In Ametora, cultural historian W. David Marx traces the Japanese assimilation of American fashion over the past hundred and fifty years, showing how Japanese trendsetters and entrepreneurs mimicked, adapted, imported, and ultimately perfected American style, dramatically reshaping not only Japan’s culture but also our own in the process.”

I was asked to create a modern design with a historical dimension and given several great design examples to reference (reference 1, reference 2, reference 3, reference 4, reference 5, reference 6). The natural next step was to take some time and dive into the history and inspiration of the ametora style. I spent several nights at Portland’s Powell’s books in the fashion section. Here I researched the oxford style, Japanese style, and textile design (all things I already find intriguing). I then poured over all this content while drinking beer in the nearby Deschutes brew pub.

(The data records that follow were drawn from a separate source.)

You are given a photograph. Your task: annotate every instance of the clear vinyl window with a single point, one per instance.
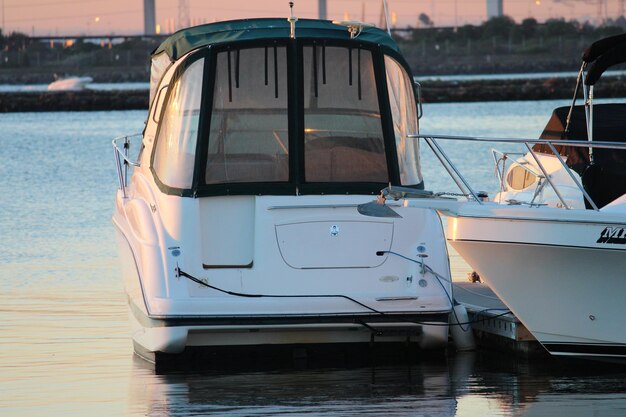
(174, 155)
(343, 137)
(404, 114)
(248, 139)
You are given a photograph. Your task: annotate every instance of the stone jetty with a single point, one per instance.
(433, 91)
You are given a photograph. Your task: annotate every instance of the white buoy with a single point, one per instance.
(461, 329)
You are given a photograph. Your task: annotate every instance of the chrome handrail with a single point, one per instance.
(123, 154)
(463, 184)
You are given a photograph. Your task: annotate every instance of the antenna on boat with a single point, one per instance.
(387, 17)
(292, 21)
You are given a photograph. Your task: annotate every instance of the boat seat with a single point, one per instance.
(248, 167)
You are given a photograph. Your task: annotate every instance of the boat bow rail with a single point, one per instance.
(467, 190)
(123, 160)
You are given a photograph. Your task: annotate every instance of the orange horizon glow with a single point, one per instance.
(94, 17)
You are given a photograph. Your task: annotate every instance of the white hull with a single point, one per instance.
(170, 313)
(553, 271)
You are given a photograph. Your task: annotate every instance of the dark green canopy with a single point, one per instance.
(195, 37)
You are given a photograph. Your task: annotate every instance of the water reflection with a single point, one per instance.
(421, 389)
(463, 384)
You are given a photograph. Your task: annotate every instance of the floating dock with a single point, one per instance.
(492, 328)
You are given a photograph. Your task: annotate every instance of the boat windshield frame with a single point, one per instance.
(296, 183)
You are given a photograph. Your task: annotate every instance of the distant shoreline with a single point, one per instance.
(433, 91)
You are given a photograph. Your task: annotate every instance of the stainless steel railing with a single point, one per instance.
(466, 188)
(122, 157)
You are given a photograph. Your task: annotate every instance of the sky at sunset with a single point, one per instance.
(93, 17)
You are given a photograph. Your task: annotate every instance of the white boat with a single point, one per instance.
(558, 266)
(238, 225)
(70, 84)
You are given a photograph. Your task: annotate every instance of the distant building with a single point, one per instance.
(149, 17)
(494, 8)
(321, 8)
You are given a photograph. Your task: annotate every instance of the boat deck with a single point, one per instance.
(491, 328)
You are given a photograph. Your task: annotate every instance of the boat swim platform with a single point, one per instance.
(491, 328)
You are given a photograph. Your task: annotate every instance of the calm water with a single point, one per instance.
(65, 347)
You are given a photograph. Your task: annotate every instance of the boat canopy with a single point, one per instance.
(251, 110)
(186, 40)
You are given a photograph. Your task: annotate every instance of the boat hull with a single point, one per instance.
(387, 302)
(557, 277)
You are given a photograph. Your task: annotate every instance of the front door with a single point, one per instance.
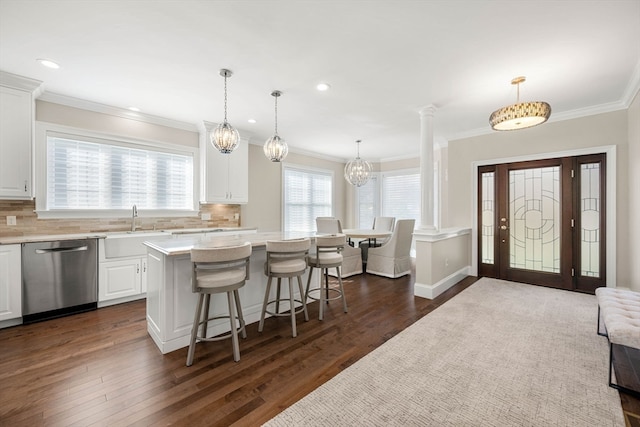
(542, 222)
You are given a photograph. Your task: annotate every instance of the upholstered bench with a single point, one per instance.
(619, 316)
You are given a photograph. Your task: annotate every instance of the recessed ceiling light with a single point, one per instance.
(48, 63)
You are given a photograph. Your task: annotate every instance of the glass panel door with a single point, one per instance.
(543, 222)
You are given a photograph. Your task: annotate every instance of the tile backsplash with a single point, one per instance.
(28, 224)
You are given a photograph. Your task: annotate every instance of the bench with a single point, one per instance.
(619, 321)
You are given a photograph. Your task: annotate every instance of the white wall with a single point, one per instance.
(545, 140)
(633, 163)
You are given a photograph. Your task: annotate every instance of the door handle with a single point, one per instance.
(58, 250)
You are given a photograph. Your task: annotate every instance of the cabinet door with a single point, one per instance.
(217, 176)
(16, 108)
(225, 176)
(118, 279)
(10, 282)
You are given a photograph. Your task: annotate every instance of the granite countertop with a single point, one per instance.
(10, 240)
(183, 245)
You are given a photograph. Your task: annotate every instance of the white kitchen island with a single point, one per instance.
(170, 301)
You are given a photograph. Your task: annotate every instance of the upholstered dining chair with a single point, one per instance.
(327, 255)
(351, 256)
(285, 259)
(393, 258)
(215, 271)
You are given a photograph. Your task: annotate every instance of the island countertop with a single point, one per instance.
(183, 245)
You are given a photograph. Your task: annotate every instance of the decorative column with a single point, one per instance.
(426, 167)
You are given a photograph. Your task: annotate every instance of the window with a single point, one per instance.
(368, 202)
(85, 173)
(401, 195)
(307, 194)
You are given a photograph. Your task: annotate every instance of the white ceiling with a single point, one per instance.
(384, 60)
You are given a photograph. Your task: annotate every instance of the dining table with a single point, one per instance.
(369, 234)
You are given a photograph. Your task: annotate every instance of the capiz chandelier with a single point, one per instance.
(357, 171)
(275, 149)
(225, 138)
(520, 115)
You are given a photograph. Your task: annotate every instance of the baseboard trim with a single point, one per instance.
(432, 291)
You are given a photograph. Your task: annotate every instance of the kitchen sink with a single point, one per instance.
(127, 243)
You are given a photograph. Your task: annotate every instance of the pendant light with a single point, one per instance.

Nicole and I had several back and forth conversations. I showed her options pulled from our many inspirations. I tend to create digital sketches in Photoshop and then refine before showing the client. Nicole and I then honed them into what she felt would best to present to her team. In the end, we landed on a modern take of several Japanese fashion magazine designs.

For the final imagery, I selected several stock examples that represented the content. The author then acquired images of specific brands and sent them for us to review and select.

The type and color are a modern take on the oxford style and the referenced fashion design magazines. Since the context was Japan, I was able to take advantage of both horizontal and vertical layouts. This is something all designers want to do, but rarely get an appropriate opportunity for. The typeface used is Rama Slab E Bold and Hiragino Kaku Gothic Pro.

Fast forward three years. I am walking through Powell’s, overwhelmed as I usually am in this bookstore. And I find a copy of Ametora sitting on display in the very section I spent hours researching for it. I loved seeing the full cycle of my design being placed alongside its many inspirations.